District staff urged PPL to explain why a large campus serving many people is treated as a small account cluster. "Counting us as six customers underestimates the community impact," one official said, noting that dismissing school has knock‑on effects for working parents and children who rely on school meals and mandated reporting. PPL responded that its investment decisions use metrics such as customer interruptions (CI) and customer‑minutes interrupted (CMI) and that repeated outages on a line improve that line’s project ranking for potential reliability work.

Speakers described repeated tree failures in the two‑mile span between the district and the nearby substation and asked whether targeted trimming, tree removal funding or line rerouting could reduce outage risk. Jacob said forestry staff were creating a hazard list and that certain projects—such as redundancy or partial undergrounding—would be evaluated on cost‑effectiveness.
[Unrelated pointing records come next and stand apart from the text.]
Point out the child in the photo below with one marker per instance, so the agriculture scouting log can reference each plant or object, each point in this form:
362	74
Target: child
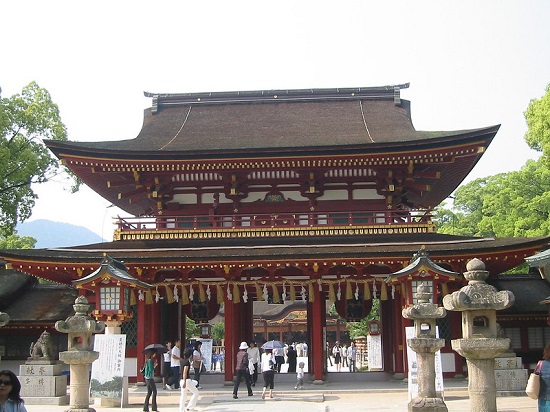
300	376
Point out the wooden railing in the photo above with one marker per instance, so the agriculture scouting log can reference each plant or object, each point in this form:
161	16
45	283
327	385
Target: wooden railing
257	223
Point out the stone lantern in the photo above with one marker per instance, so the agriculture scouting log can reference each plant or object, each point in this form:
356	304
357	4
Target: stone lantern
478	302
79	355
113	286
425	344
422	271
4	319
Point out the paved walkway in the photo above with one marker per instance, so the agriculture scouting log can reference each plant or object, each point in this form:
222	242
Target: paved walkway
330	397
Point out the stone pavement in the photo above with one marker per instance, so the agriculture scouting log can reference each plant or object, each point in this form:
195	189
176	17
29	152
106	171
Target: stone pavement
330	397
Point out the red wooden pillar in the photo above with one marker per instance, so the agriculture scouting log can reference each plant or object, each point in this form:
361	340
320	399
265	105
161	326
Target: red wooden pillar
141	330
389	347
456	333
400	339
233	336
317	323
247	318
153	335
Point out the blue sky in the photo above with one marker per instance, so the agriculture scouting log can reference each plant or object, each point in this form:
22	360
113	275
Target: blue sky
469	64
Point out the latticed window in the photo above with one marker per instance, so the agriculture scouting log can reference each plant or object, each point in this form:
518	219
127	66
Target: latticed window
129	328
416	283
514	334
109	296
538	337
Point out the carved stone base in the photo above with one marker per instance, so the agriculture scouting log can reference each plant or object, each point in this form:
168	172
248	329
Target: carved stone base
427	404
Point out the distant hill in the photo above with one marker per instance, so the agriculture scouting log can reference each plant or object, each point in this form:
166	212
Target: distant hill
57	234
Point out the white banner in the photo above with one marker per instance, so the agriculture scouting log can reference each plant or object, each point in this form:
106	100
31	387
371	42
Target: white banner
206	350
413	367
108	369
374	354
The district assigned follow‑up tasks: PPL was asked to investigate whether the district could be prioritized as a warming station or otherwise flagged on maps and to return with answers within a week; district facilities staff (Scott and Jim) were asked to provide estimates for targeted measures. Officials said they would consider filing a complaint with the state Public Utility Commission if PPL does not provide satisfactory answers.

The meeting closed with an agreement to reconvene next Monday to review PPL’s response and district cost estimates. The district said it will weigh regulatory and public steps if the utility’s policies remain unchanged.